Les vacances scolaires en Europe, qui s’achèvent le 4 mai, sont supposées mettre un terme à la forte affluence des touristes étrangers observée en avril.
Cependant, plusieurs opérateurs estiment que les nombreux congrès et séjours city break que Marrakech va accueillir en mai vont prolonger sa fréquentation jusqu’à début juin.
Un vrai palais des congrès pourrait définitivement acter la fin de la saisonnalité de la ville ocre, plaident-ils.
« 2025 confirme le début de la fin de la saisonnalité »
« 2025 signe le début d’une nouvelle ère pour le tourisme à Marrakech qui connaîtra moins de périodes de basse saison », estime un dirigeant de l’ONMT. Ce dernier cite les derniers chiffres de février-mars qui montrent que la ville devient une destination courue toute l’année.
Une lecture confirmée par le porte-parole du CRT de Marrakech-Safi-Essaouira. Selon lui, la multiplication des événements de tourisme d’affaires (M.I.C.E.) durant le mois de mai va permettre aux hôteliers de réaliser un taux d’occupation qui n’aura rien à envier à celui du mois d’avril écoulé.
« Entre les nombreux congrès et les réservations de dernière minute pour des séjours city-break, Marrakech ne désemplit pas malgré le départ des nombreux vacanciers scolaires européens », se félicite Abdellatif Abouricha en citant plus particulièrement les hôtels situés dans le quartier de l’Hivernage comme le Sofitel ou le palace Saadi qui affichent quasi complet.
« 36 nouvelles rotations aériennes à la rescousse du city break«
Et d’ajouter que la haute saison censée s’achever à la fin d’avril va se poursuivre durant tout le mois de mai, grâce notamment au renforcement du réseau aérien, avec 72 nouveaux vols aller-retour point à point vers l’Europe et l’Amérique du Nord (Canada et États-Unis).
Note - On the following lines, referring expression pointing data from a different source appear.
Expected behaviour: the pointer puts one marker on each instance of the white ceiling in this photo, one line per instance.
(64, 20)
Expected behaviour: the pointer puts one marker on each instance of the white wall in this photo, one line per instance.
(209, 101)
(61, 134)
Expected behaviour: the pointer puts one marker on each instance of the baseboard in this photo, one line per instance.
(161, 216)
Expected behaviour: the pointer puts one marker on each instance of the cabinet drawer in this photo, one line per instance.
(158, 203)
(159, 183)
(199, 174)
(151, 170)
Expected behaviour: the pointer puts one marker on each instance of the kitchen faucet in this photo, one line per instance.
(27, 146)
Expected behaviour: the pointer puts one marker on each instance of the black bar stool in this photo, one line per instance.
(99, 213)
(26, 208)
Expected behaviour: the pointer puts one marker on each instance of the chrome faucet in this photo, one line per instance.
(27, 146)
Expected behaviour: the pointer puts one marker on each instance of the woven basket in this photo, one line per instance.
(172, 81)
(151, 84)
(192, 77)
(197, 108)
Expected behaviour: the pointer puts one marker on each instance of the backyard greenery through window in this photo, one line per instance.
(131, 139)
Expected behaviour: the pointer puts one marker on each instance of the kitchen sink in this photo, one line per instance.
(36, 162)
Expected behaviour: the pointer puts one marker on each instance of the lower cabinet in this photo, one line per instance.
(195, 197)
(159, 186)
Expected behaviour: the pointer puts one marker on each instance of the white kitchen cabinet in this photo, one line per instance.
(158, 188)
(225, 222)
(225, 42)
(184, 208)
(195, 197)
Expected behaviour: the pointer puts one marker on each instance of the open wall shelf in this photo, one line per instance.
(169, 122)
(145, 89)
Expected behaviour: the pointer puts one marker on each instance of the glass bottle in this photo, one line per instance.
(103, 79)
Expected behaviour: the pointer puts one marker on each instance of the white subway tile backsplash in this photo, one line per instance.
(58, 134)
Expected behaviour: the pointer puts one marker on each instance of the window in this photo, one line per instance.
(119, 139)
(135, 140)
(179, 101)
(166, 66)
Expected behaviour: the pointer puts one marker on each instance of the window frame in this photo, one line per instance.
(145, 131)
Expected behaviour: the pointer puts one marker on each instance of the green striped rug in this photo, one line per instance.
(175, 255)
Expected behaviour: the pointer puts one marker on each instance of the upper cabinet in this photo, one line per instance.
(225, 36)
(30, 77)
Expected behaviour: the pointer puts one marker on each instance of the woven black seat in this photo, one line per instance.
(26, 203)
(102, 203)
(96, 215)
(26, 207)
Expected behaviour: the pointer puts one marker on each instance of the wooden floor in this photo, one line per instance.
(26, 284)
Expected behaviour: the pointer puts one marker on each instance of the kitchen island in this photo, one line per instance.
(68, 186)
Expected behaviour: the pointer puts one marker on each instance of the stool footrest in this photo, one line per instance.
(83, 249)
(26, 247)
La croissance de ces dessertes a permis de générer un taux d’occupation hôtelier de 72%, mais il faudra parvenir à 900 vols par semaine pour atteindre un taux moyen de 80%
Grâce aux 600 vols hebdomadaires, la destination connaît, selon lui, un nombre croissant d’arrivées de touristes city-break séduits par la douceur du climat qui viennent séjourner pour le week-end.
« La croissance de ces dessertes a permis de générer un taux d’occupation hôtelier de 72%, mais il faudra parvenir à 900 vols par semaine pour atteindre un taux moyen de 80% », conclut notre source pour qui la ville se transforme de plus en plus en une destination qui accueille des touristes étrangers de séjour, des touristes d’affaires et des visiteurs le temps d’un break.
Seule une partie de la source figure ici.